The AA (what used to be the Automobile Association) has told us that penalties for mobile phone use while driving have led to less mobile phone use while driving. Something which seems fair enough if we’re honest about it. But sadly that’s not quite how it has been put. Rather, the implication is that less mobile phone usage has led to fewer driving problems overall and we’ve simply not got the evidence to support that:
A crackdown on mobile phone use at the wheel has cut the number of offences by half, new figures show.
Around 39,000 fixed penalty notices (FPNs) were issued to drivers between March and December last year compared with 74,000 during the same period in 2016, according to police data.
The 47 per cent decline is due to a combination of harsher punishments, road safety campaigns and a lack of enforcement due to reductions in traffic officer numbers, according to the AA.

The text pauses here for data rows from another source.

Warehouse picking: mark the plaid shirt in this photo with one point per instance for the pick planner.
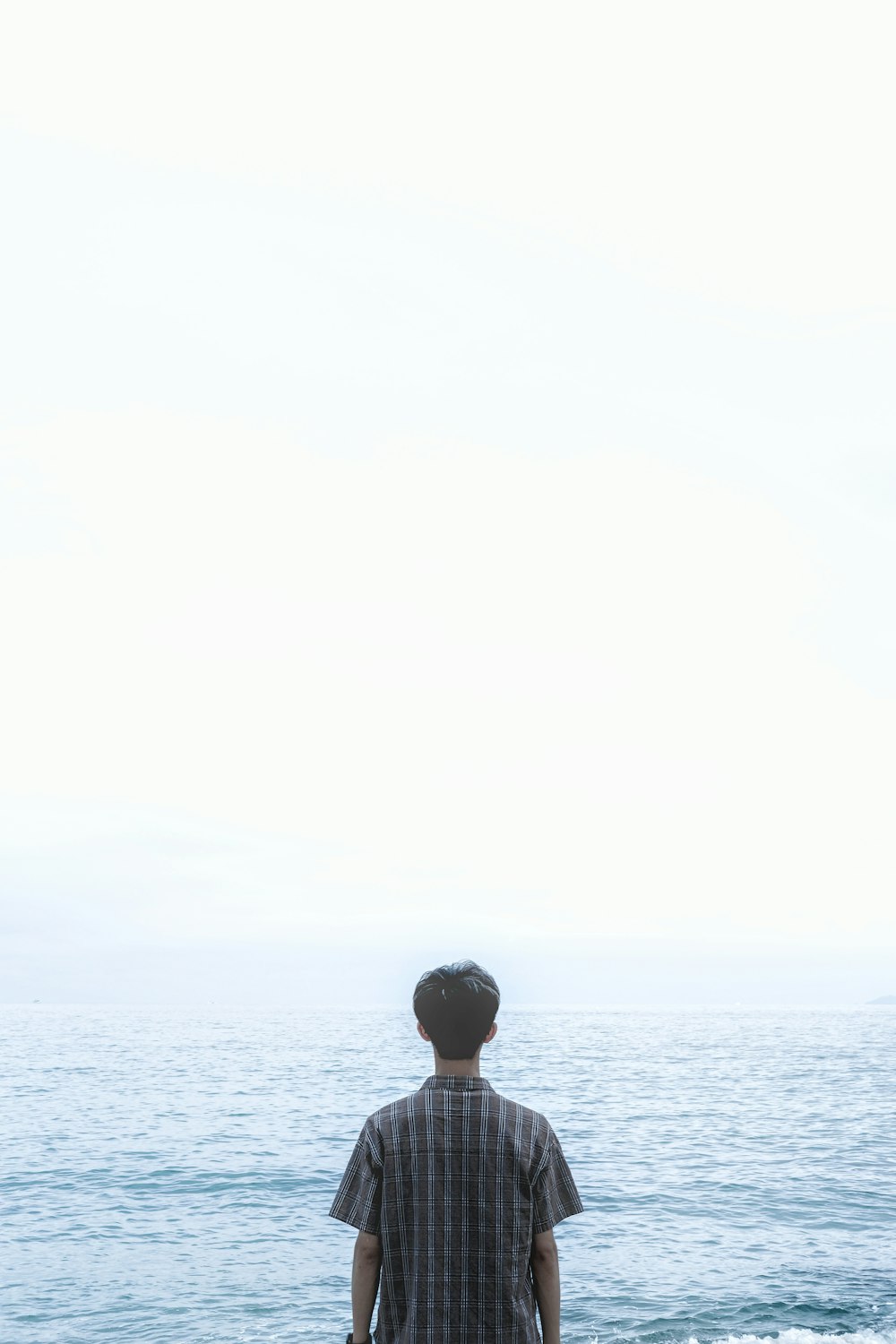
(455, 1180)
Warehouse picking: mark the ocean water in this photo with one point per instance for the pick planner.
(166, 1174)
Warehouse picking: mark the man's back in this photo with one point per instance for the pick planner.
(455, 1180)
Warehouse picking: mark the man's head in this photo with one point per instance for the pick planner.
(455, 1005)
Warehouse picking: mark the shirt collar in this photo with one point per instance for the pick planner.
(458, 1081)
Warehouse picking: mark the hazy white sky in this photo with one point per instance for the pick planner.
(447, 500)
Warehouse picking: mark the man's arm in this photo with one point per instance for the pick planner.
(366, 1279)
(546, 1273)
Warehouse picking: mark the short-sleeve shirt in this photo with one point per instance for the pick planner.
(455, 1180)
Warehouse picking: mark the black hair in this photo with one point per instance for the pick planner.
(455, 1005)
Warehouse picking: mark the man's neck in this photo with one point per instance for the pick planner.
(457, 1067)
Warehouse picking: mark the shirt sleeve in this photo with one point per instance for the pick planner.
(554, 1191)
(358, 1198)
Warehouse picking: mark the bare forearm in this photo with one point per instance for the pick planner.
(546, 1274)
(366, 1279)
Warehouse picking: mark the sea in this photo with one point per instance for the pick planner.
(166, 1174)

There’s much there that is true. The effect of any punishment is the severity of the punishment times the likelihood of being caught. Up goes the penalty, the more the effect therefore. We’d also expect more attention being paid to this new offence to lead to less of the offence. That’s all just fine.
But look at the way that reads. That total offences have fallen. Which isn’t what is being said nor what is supported:
It has taken increased fines of £200 and the threat of six penalty points to kerb the number of drivers using phones at the wheel, a new study has revealed.

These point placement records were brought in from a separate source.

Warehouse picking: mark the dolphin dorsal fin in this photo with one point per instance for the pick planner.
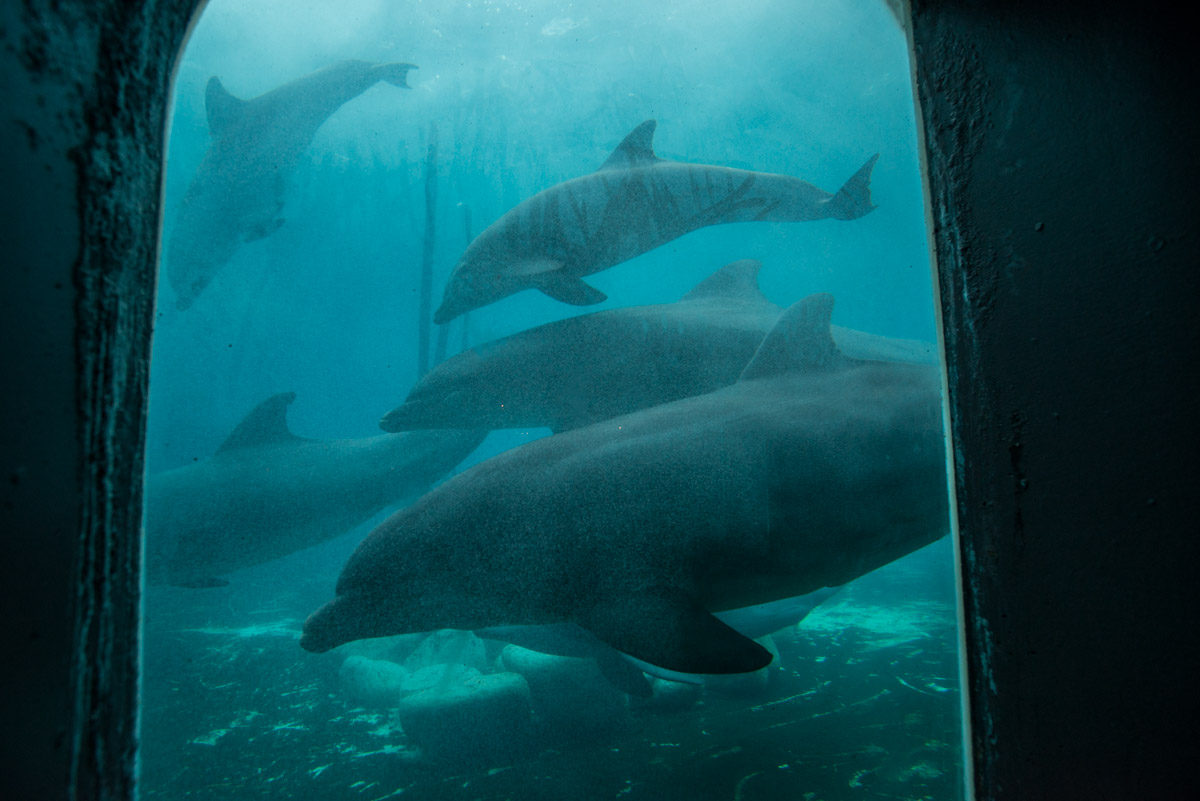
(737, 279)
(635, 150)
(801, 339)
(267, 425)
(223, 108)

Authorities doubled the punishment for those caught operating a handheld device when driving in March last year, and records have shown that it’s reduced the number of offenders – as well as line the pockets of the Government.
A freedom of information request to the nation’s police forces revealed that 30,470 fixed penalty notices were handed out for phone use at the wheel last year, down from 46,594 in 2016 – a decline of 39 per cent.
The measurement is of the number of people punished for mobile phone usage. Which isn’t what we want to know at all. The actual thing we’re interested in is the number of accidents in total. For why do we ban mobile usage? Because it can cause accidents. The effect of the ban on the thing we’re interested in has been? We don’t know, not a Scooby.
Which is a pity because it would be interesting to know what the hell the effect of throwing people into chokey is, wouldn’t it? Rather than how many people we can catch having made up a new offence?